- Violent Cases, cover art by Dave McKean
- Page count: 48 pages
- Publisher: Escape Books (1987); Titan Books (1991); Dark Horse (2002);

Creative team
- Writer: Neil Gaiman
- Artist: Dave McKean

Original publication
- Date of publication: 1987
- ISBN: 1569716064

= Violent Cases =

1987 short graphic novel by Neil Gaiman and illustrated by Dave McKean

Violent Cases is a short graphic novel written by Neil Gaiman and illustrated by Dave McKean. It was McKean's first published work in comics. Though drawn by McKean in shades of blue, brown, and grey, when it was first published by Escape Books in 1987, it was printed in black-and-white. Later editions have been printed in colour.

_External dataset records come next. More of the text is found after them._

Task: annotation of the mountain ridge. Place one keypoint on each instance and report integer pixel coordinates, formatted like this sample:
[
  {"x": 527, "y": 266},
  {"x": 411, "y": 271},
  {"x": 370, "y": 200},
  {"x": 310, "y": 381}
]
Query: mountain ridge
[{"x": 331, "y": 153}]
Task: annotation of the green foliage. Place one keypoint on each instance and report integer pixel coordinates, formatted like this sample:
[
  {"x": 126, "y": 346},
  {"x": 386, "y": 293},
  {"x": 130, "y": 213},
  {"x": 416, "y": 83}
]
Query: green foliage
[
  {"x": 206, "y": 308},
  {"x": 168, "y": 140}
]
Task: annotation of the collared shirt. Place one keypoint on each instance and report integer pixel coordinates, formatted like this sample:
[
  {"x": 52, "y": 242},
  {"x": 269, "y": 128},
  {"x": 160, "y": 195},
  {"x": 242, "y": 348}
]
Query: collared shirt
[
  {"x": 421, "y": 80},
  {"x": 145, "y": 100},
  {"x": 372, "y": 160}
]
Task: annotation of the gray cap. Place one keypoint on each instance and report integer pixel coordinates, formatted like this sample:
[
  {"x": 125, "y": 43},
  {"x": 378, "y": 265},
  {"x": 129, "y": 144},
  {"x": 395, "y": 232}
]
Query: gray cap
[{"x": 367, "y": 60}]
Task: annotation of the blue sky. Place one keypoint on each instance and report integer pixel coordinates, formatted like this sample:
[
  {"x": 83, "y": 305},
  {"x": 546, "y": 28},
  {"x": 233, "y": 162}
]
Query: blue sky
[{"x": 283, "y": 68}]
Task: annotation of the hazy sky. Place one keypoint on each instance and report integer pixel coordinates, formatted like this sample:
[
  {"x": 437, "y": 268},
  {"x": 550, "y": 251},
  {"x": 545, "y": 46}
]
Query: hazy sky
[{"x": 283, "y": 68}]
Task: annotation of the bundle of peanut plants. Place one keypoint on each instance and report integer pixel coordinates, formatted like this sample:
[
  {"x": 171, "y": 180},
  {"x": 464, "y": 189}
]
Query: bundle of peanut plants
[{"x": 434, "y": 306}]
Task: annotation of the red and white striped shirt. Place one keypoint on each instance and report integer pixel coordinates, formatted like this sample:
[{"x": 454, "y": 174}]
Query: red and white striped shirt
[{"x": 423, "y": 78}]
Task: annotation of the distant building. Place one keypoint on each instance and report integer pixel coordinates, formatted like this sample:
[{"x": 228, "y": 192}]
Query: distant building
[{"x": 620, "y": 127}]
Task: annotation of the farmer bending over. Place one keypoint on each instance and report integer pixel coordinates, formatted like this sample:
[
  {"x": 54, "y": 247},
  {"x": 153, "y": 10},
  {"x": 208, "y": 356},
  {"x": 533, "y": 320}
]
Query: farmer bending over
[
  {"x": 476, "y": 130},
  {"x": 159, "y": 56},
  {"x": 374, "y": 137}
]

A narrator, who is drawn to look like Gaiman, tells of how, as a small child in Portsmouth, he was taken by his father to be treated by an osteopath who was once employed by Al Capone. The nature of the narrator's relationship with his father, the tales the osteopath told, and the disturbing events that followed, are partially obscured by the narrator's imperfect recollection, since he was not old enough to understand those properly at the time.

The book won the 1988 Mekon Award for "Best British Work", presented by the Society of Strip Illustration. It was nominated for the 1992 Harvey Award for "Best Graphic Album: Previous Released Material".